Series 60 SDKs provide a number of additional tools and utilities as a convenience to developers. Look in the \Series60Tools folder under the root of your SDK for up-to-the-minute availability, details of installation and correct usage.
EpocSwitch sits in your PC system tray and allows you to select the SDK you want to use (by right-clicking the icon). You can also double-click the icon or select a command prompt from the menu to give you a command prompt with the environment set up correctly. Unfortunately it is not compatible with the new approach to SDK configuration management adopted by Symbian OS 7.0s ”see EnvironmentSwitch .
EnvironmentSwitch is available from Series 60 2.0. It replaces EpocSwitch , offering the same functionality but being fully compatible with both the latest SDKs and earlier versions. As with EpocSwitch , it sits in the system tray and is activated by right-clicking.

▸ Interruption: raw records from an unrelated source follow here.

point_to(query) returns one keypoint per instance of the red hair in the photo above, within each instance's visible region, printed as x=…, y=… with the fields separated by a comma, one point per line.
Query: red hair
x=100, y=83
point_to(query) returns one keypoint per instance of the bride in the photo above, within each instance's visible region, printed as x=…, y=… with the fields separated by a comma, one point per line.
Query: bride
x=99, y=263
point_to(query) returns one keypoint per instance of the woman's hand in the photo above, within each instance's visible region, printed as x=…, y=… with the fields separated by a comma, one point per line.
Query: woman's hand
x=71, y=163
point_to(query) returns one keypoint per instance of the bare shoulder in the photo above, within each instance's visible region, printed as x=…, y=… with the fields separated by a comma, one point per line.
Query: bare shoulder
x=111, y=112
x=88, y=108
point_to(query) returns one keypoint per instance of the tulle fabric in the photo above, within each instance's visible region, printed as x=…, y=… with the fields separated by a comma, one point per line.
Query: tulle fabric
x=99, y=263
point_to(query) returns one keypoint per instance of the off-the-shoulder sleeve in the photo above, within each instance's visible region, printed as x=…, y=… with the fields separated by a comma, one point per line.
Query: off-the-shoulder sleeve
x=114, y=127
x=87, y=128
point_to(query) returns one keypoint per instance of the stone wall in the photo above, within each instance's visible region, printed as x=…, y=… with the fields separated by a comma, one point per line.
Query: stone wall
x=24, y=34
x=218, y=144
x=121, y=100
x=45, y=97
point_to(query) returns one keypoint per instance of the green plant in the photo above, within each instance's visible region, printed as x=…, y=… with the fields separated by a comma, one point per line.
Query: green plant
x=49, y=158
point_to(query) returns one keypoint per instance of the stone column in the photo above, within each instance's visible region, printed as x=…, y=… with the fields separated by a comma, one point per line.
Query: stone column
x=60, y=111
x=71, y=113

This makes available a Symbian OS-specific toolbar ”but only in the Microsoft Visual C++ IDE. The six icons give access to six convenient utilities.
This allows you conveniently to browse the bitmaps/icons embedded in Symbian OS .mbm files on your PC.

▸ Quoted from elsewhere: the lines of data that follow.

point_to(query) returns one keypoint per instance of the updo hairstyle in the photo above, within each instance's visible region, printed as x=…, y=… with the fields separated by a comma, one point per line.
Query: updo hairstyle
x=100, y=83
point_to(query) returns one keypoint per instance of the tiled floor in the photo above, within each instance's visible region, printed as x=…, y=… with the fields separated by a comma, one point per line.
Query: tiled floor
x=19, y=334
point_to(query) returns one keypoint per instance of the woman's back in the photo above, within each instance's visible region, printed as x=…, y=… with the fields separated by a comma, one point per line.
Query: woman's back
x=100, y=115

Allows you to right-click on an .mmp file and choose from a context menu the target platform you want to build for ( armi urel , wins udeb , wins urel ), or else create the Microsoft Visual C++ workspace and project files.
This is an emulator application that you can leave running in the background while you are testing the process of sending/receiving SMS messages from within your application. When an SMS is sent, it is copied to a \smsout folder. Received SMS messages are copied into a \smsin folder. The usual SMS viewer and editor can be used for editing the SMS messages.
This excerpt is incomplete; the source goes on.